Ackermann, on the other hand, whose star has been on the rise in Hollywood thanks to both Swinton and Timothee Chalamet wearing his clothing for recent high-profile red-carpet appearances, incorporated the theme seamlessly into his staging and collection. He showed his signature exotic tailoring to dramatic effect, with models coming onto the runway in a cloud of smoke that blurred their gender identities into a romantic haze of ‘what does it matter?’ 

The pieces in the collection could easily have been shared and worn by anyone, the connecting thread being color and fabric.

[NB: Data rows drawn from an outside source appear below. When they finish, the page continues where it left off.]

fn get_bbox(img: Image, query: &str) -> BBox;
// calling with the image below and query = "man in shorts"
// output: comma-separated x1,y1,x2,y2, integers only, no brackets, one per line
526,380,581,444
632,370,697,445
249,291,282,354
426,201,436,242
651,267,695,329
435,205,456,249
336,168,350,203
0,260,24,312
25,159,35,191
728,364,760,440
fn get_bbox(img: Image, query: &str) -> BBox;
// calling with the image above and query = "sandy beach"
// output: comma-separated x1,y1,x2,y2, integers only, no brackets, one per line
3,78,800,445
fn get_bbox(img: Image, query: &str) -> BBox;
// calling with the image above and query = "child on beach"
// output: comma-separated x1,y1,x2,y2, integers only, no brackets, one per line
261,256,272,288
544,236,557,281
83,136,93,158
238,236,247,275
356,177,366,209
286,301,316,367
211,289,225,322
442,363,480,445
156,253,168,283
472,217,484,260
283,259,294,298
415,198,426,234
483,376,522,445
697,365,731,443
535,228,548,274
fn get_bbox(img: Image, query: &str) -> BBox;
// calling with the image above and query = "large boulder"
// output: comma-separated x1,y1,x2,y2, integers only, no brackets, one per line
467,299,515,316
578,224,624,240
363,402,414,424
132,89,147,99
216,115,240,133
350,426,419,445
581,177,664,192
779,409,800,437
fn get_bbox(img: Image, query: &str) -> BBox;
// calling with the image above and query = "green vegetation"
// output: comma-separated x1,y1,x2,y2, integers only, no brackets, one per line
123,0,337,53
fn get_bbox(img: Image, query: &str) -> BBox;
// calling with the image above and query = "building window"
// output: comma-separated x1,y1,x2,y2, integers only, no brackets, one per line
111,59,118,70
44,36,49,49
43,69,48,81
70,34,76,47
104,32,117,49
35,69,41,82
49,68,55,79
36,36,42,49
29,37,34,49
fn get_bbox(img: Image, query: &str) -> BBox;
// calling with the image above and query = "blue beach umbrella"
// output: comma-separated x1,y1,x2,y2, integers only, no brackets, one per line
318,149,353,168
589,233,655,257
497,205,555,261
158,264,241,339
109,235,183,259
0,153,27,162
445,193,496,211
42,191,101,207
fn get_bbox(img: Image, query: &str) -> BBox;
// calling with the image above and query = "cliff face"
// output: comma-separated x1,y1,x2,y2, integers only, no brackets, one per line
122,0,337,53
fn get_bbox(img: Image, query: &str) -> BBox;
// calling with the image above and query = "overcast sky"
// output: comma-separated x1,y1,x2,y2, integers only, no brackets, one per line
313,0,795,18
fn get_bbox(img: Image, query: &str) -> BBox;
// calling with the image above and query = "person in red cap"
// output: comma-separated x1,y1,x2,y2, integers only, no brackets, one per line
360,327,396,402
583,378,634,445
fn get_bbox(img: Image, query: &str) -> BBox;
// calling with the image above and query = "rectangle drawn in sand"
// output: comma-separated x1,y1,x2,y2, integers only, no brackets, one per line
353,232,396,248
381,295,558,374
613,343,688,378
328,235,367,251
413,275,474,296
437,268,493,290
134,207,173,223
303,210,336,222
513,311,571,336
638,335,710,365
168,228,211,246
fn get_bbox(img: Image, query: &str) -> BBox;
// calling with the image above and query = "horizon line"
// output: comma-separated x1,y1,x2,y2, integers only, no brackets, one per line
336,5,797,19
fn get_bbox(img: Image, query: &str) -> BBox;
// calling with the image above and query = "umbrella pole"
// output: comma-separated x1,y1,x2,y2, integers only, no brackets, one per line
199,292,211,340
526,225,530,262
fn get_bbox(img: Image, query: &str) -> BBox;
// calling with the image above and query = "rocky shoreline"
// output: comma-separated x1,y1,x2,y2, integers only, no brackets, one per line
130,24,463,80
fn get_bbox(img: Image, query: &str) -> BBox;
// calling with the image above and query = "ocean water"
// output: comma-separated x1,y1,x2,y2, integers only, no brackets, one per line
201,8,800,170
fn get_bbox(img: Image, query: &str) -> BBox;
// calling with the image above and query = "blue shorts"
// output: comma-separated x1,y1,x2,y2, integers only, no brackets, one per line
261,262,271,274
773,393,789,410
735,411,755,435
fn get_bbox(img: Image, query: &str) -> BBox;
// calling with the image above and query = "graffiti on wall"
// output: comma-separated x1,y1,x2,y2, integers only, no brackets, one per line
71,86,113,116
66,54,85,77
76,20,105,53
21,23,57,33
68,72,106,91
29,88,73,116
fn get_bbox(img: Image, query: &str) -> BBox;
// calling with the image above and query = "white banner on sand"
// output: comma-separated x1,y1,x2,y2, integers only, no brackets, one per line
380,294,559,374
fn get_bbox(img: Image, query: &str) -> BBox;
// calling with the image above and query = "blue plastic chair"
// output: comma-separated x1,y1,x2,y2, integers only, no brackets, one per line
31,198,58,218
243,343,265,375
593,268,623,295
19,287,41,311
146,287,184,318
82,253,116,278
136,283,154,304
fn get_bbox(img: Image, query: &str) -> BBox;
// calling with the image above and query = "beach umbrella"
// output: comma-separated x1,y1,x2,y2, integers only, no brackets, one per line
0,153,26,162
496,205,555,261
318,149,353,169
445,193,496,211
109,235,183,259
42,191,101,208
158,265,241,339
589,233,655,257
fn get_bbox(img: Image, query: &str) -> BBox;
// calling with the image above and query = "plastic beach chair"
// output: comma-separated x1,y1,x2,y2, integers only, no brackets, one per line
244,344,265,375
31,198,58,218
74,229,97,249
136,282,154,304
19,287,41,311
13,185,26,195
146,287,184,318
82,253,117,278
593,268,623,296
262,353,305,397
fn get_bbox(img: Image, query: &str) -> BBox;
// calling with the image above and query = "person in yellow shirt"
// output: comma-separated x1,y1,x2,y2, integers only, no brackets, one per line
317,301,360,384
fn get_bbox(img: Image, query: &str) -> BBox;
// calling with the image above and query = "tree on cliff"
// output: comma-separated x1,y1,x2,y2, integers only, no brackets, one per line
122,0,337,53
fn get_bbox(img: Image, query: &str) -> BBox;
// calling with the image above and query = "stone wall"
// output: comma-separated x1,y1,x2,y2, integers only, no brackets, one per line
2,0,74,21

There was black-and-silver starburst brocade as a kimono robe worn by Lena Kebede and as a band collar jacket and matching pants on another model, for example; chartreuse pants and a mustard-yellow blazer, or a chartreuse suit with cropped trousers and double breasted jacket; fluid cream trousers and long silk robe with black piping detail (a softer version of a suit) or the same trousers with a crisp cropped cotton jacket with tile like embroidery on the sleeves. It made the point beautifully without hitting you over the head with it, and earned a standing ovation led by Ms. Swinton.

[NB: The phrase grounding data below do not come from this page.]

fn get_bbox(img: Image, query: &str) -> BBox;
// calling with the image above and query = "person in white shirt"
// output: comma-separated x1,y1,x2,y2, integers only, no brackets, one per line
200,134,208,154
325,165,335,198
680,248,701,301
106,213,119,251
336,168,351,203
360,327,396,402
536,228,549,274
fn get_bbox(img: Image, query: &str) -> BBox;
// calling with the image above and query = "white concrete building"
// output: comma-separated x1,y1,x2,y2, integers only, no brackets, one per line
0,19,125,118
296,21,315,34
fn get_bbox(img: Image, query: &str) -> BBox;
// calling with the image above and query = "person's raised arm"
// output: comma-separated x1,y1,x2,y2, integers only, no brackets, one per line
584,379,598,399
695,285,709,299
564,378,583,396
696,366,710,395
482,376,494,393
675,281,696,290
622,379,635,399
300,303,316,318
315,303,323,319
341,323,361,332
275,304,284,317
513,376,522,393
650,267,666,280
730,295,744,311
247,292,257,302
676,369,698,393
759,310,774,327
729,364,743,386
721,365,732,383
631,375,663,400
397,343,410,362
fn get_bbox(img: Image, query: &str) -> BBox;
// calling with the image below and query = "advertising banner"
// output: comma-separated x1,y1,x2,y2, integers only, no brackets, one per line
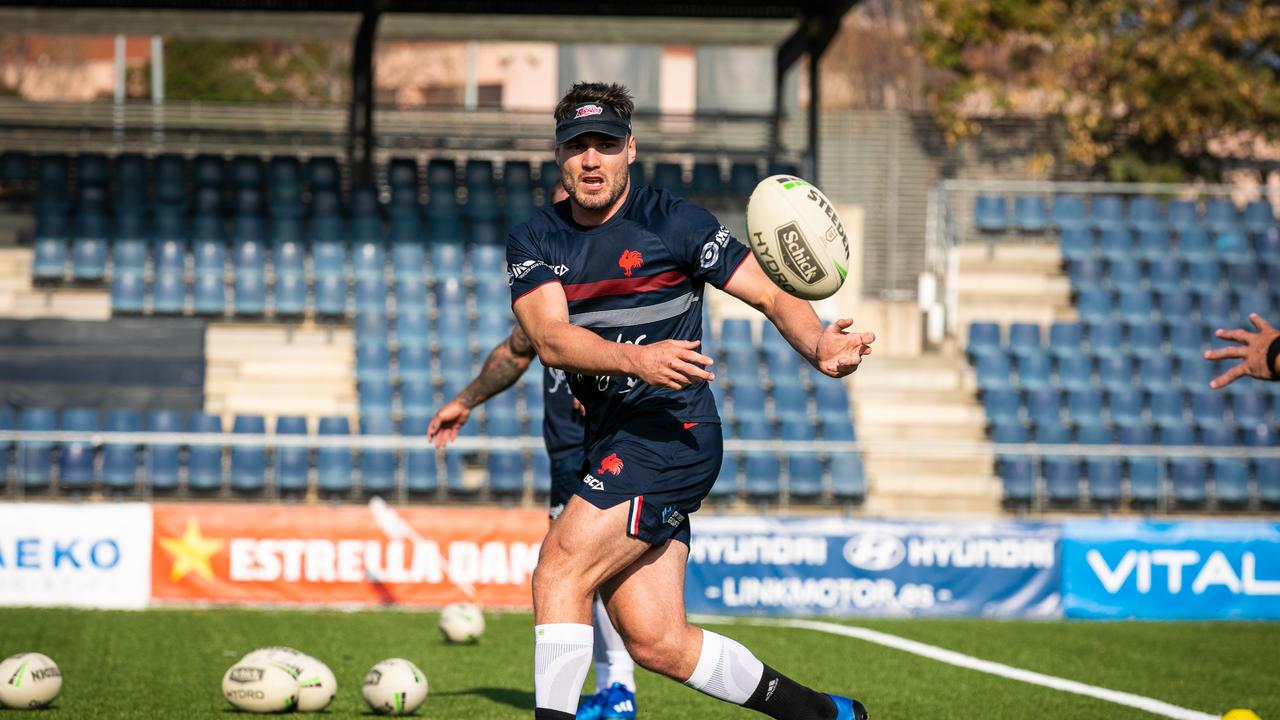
685,516,1061,618
1062,520,1280,620
0,503,152,609
152,504,546,608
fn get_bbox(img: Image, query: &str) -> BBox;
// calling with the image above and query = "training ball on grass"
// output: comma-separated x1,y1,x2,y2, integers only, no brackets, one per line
439,602,486,644
362,658,428,715
241,648,335,712
0,652,62,709
1222,711,1261,720
746,174,851,301
221,661,299,713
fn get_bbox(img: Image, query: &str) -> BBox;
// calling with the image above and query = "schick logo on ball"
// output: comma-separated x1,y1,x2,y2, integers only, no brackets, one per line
229,668,265,684
775,221,826,284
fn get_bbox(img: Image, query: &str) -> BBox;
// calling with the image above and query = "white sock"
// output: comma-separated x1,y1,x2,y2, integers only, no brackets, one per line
684,629,764,705
534,623,594,714
592,594,635,693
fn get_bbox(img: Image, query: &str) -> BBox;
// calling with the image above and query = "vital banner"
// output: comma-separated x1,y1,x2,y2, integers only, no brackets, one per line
152,504,546,608
0,503,152,609
1062,520,1280,620
685,516,1061,618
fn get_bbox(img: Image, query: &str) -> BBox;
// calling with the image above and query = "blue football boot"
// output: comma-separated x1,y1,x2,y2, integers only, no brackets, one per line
602,682,637,719
575,688,607,720
828,694,870,720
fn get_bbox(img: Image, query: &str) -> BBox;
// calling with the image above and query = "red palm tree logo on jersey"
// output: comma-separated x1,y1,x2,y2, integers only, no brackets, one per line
618,250,644,277
598,453,624,476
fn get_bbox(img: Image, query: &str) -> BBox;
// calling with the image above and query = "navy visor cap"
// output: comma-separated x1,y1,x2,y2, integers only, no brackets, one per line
555,102,632,145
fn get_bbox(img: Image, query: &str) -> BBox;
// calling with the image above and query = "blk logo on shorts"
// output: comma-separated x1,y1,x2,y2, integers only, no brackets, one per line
618,249,643,277
598,453,624,476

Japanese designer Junya Watanabe is also someone for whom the masculine-meets-feminine is core. His spring collection started with the familiar strains of the Queen song “Somebody to Love.” Add to that, electric-hued close-cropped wigs, studded jewelry and tattoo-patterned bodysuits, and it was clear that gender-bending rebel hearts like Freddie Mercury (soon to be played on the big screen by Rami Malek in Bohemian Rhapsody), provided some inspiration.

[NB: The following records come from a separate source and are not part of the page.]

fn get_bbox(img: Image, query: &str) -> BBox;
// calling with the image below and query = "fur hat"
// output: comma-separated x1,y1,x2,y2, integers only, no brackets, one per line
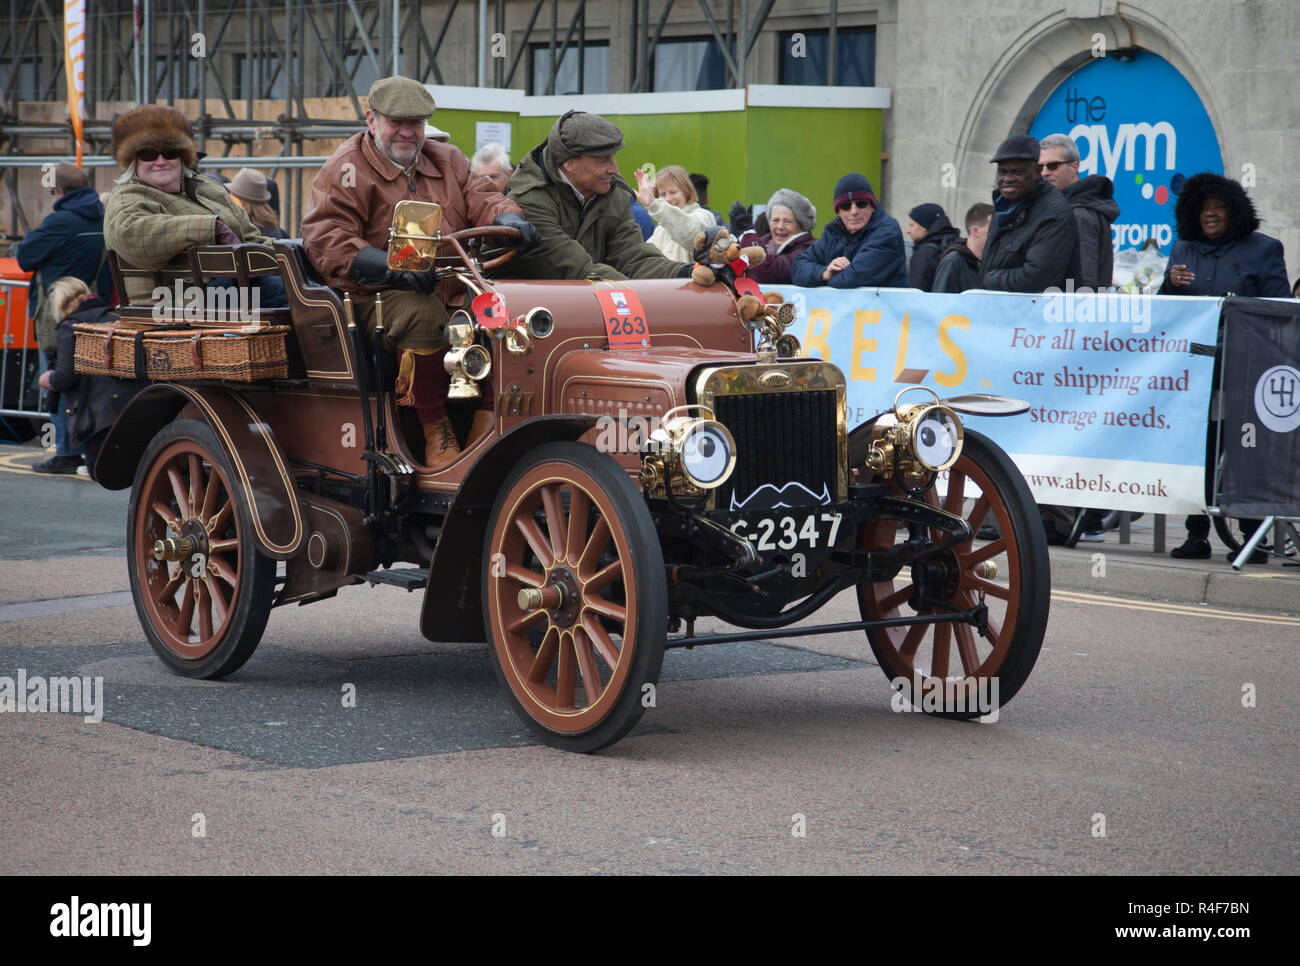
1173,172,1259,244
111,105,198,171
766,188,816,232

The beauty of Watanabe’s take though was that there was a fluidity to the clothing itself, as in you couldn’t tell what it was exactly, until the model spun around slowly revealing the many sides (read into that what you will).

The clothes were fusions of white tulle tutus and blue jeans; marine-stripe sailor shirts and bow-front lady dresses; pinafores and prom dresses, bringing to mind prevailing gender codes and how they are constructed in large part through clothing, starting at a young age.

At Comme des Garcons, designer Rei Kawakubo (who will open her newest Dover Street Market store in downtown Los Angeles in November), also meditated on gender, specifically the female experience as it relates to age, the physical body and body image.

Kawakubo designs in the abstract, with grand, sculptural gestures, and you have to try to experience her shows on a purely emotional level. The models wore gray wigs, and some of their bellies were padded to pregnant proportions, literally splitting open the waistband of tinsely black jackets trousers. Frock coats draped over lumpy, bumpy protrusions extending from the hips or buttocks brought to mind the disappointment so many women feel every day in their bodies.

Other looks suggested the times women’s bodies fail them, constricting them like beautifully knotted bow details on the fronts of jackets, or weighing them down like the chains hanging from models’ wrists. There were even headlines (on newsprint Spandex) over some models’ curves, a reminder of the political battle waging over women’s bodies that just last week reached the U.S. Senate with testimony by Christine Blasey Ford. These are indeed trying times to be a woman—and a man.